In my whole fangirl life, there is one thing that I regret,
being a new fan to a group who has existed even before I was born.
I really feel that I'm born in the wrong generation although that can be an exaggeration.
Everytime I look at those snaps, pictures, gifs, vids, etc. of previous Arashi dramas, movies, shows, sitcoms and etc, I feel sad. It reminds me of how much I'm missing as a fan. I want to see it in my own eyes on how their personalities changes. From a gawky Jun to a DoS Jun to a more composed Jun, it hurts so much. And it is such a pity and shame that I only know them from those because of fanfics, blogs, fb comments, through the pov of other people. And the pain, it stabs directly to heart, leaving a scar engraved in my soul. Arashi has grown beyond my eyes. I want to see them from the ground, slowly achieving their dreams, slowly touching the sky. But, of course, I became a full-pledge fan on their 15th anniversary. It isn't odd right?
I know that no one may understand what I am feeling right now. I am not an updated fan. My internet is slow, my pc is crap, the download links are dead, Uncle Johnny is strict, Youtube immediately banish arashi shows, few co-fangirl friends, school, research paper that i am currently doing right now, my stupid mind who is overreacting, and many, many more that I could complain and blame to this harsh reality.
I couldn't even believe that I had managed to sew up bunch of words and all i want to say is I WANT TO WATCH OLD ARASHI SHOWS!!!!

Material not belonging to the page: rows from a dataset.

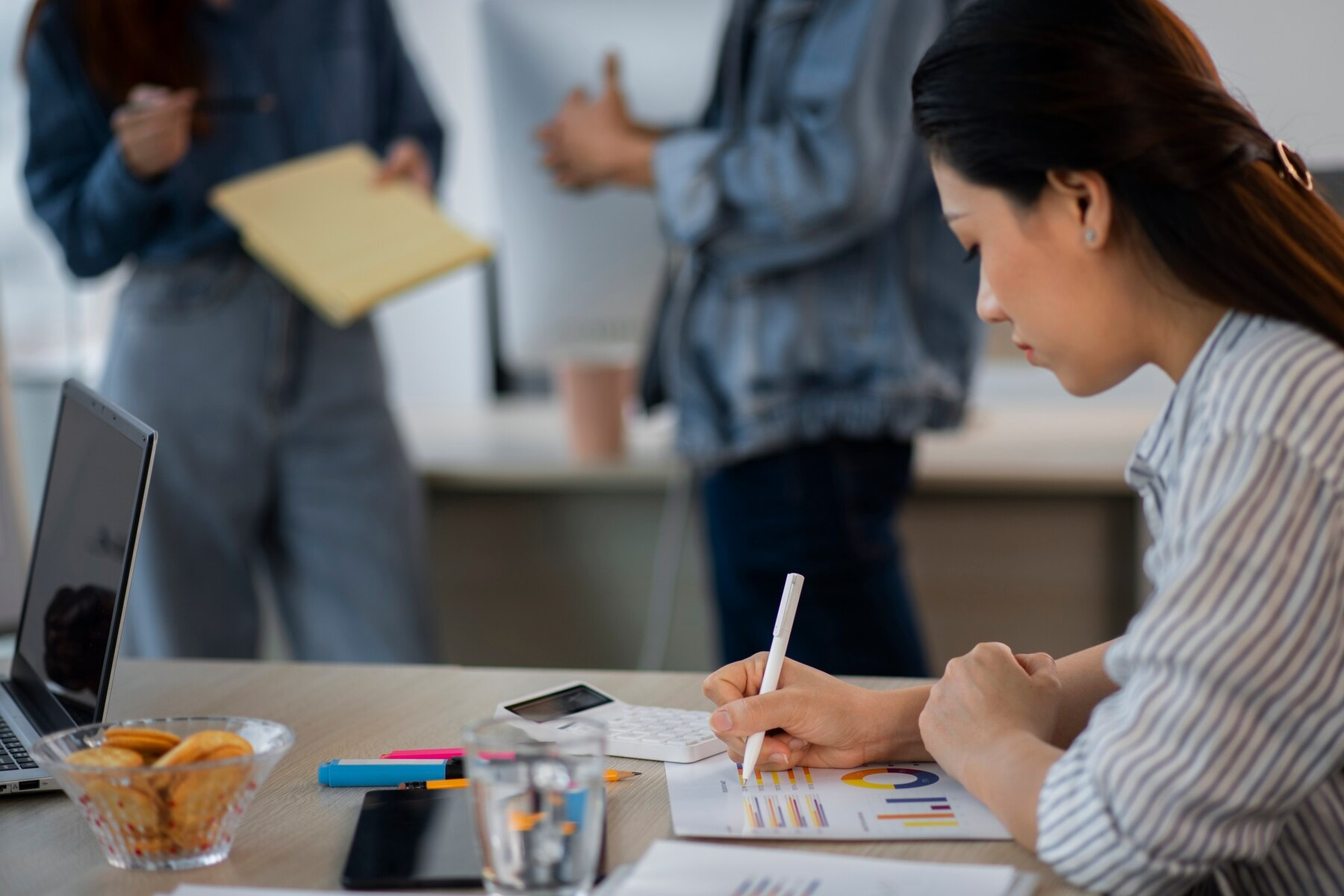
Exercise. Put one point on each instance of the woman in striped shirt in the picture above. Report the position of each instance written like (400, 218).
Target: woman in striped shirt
(1128, 211)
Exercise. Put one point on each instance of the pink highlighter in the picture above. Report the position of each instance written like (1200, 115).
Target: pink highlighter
(450, 753)
(447, 753)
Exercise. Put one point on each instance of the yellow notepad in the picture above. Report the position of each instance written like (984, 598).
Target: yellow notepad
(339, 240)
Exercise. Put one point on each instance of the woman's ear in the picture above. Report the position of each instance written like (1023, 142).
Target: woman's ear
(1088, 200)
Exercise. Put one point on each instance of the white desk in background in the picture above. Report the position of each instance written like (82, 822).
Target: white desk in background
(1021, 529)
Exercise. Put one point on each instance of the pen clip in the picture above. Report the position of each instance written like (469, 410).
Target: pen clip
(788, 603)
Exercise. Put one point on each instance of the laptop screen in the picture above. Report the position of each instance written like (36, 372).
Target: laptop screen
(81, 556)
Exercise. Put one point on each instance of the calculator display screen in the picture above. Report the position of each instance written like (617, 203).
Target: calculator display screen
(562, 703)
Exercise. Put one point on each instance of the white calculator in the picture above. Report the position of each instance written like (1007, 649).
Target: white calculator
(638, 732)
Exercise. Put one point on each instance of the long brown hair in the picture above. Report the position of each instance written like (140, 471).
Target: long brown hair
(124, 43)
(1018, 87)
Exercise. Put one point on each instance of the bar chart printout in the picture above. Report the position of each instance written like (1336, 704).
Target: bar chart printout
(739, 871)
(892, 801)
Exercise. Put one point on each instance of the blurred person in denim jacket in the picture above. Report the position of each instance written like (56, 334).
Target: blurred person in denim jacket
(819, 317)
(277, 448)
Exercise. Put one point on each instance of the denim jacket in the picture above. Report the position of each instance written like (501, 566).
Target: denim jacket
(819, 292)
(335, 67)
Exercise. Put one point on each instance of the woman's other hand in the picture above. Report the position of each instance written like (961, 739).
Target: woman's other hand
(408, 160)
(986, 697)
(154, 129)
(812, 719)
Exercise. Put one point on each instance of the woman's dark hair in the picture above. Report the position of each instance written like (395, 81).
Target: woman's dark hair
(1018, 87)
(124, 43)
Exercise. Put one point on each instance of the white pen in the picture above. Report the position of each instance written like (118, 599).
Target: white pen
(779, 644)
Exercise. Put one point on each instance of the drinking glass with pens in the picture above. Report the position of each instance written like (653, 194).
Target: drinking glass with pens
(539, 806)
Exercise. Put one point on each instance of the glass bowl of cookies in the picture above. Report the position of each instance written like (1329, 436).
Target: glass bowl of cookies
(164, 794)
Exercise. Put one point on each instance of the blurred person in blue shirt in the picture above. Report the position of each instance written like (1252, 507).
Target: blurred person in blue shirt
(279, 455)
(818, 319)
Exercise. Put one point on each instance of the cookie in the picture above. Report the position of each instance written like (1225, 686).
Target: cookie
(206, 746)
(148, 742)
(107, 758)
(129, 810)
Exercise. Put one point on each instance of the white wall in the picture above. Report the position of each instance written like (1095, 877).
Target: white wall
(1284, 58)
(1287, 60)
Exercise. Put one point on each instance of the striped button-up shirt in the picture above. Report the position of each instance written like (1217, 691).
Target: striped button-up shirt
(1219, 759)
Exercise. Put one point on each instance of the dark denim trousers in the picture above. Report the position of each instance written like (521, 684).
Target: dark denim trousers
(826, 511)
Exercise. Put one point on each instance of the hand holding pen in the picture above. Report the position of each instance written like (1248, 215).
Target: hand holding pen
(154, 129)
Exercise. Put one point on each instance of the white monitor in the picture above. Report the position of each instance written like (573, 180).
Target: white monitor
(578, 272)
(13, 520)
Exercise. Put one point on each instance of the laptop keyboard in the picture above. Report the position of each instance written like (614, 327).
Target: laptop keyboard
(13, 755)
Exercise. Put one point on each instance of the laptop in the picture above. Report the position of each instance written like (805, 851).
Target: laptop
(78, 578)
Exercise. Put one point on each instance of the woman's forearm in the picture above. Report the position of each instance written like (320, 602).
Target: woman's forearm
(1083, 684)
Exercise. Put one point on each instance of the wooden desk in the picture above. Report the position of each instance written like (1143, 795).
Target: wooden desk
(296, 832)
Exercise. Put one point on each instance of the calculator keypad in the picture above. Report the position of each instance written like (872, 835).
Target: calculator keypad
(662, 734)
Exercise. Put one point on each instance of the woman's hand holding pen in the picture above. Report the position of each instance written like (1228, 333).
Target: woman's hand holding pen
(408, 160)
(813, 719)
(154, 129)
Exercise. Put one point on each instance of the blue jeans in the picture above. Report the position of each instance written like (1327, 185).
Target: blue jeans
(277, 458)
(827, 511)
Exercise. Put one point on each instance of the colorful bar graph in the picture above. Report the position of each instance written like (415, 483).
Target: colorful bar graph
(774, 887)
(927, 815)
(785, 812)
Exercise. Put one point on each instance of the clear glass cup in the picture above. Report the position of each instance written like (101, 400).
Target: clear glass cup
(541, 805)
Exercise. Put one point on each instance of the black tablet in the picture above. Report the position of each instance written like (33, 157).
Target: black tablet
(414, 839)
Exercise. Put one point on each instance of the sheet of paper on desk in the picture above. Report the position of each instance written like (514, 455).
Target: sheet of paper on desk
(675, 868)
(223, 889)
(897, 801)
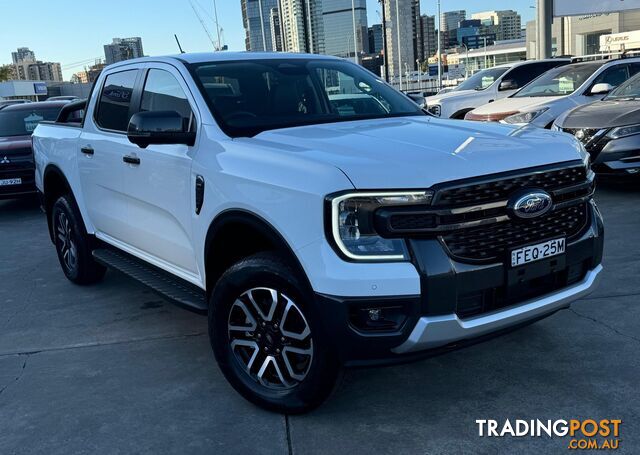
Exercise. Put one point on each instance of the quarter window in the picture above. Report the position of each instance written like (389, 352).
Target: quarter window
(115, 100)
(162, 92)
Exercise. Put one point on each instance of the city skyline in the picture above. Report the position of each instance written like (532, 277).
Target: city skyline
(169, 17)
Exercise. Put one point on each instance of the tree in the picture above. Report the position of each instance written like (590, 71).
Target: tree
(6, 72)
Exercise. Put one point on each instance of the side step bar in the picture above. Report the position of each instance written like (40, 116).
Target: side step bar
(176, 290)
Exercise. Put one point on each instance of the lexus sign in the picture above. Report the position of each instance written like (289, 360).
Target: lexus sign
(578, 8)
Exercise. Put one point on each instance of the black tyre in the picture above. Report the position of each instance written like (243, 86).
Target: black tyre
(73, 244)
(266, 339)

Of course I can't do it. I don't have time, school is top priority, no one will care, no source, no English subbed videos, I can't understand Japanese, they are uploaded long, long time ago so links are dead and so much more that I could fall into an endless labyrinth and I’m still saying unending mantra about my f*cked up reasons.
I am tired of learning arashi through commentaries, post and fanfictions. I want to see it myself, witness it personally.
They are so cute, dorky, crazy, funny and all words that I could entangle to perfectly describe their personalities in their old shows. Arashi has changed, sure they might still be idiots, dorks and whatever you call them but now, they are more mature, composed, observant and adult. Sure they are still fun to watch but I want to see them from before because I am sure that I am missing a lot. A LOT.
So how could i say this, hmm those shows that they are doing when I was just a little kid, literally, like I was just running in the room at that time and all I ever think is my snack for the recess or learning basic English and my favorite cartoon show Mr. Bean. I am what at that time, a first-grader or maybe a second grader. For pete's sake! My mom is 1 year and 19 days older than oh-chan. and I am inlove with that man. I can remember the time where I booed at HanaDan that was currently airing in GMA just because it came from that channel and I am a solid Kapamilya and I think that they are just copying Meteor Garden! I want to cry seriously. And i can also remember the intro of ProDai that I always anticipate to watch in GMA for some unknown reasons. And I was amazed by the first time I watched Prodai months and months ago because my old treasured memory flickered right through my eyes.
Why can't i turn back the time and watch Arashi shows! AHH!
So okay, this is enough. Enough with my annoying monologue.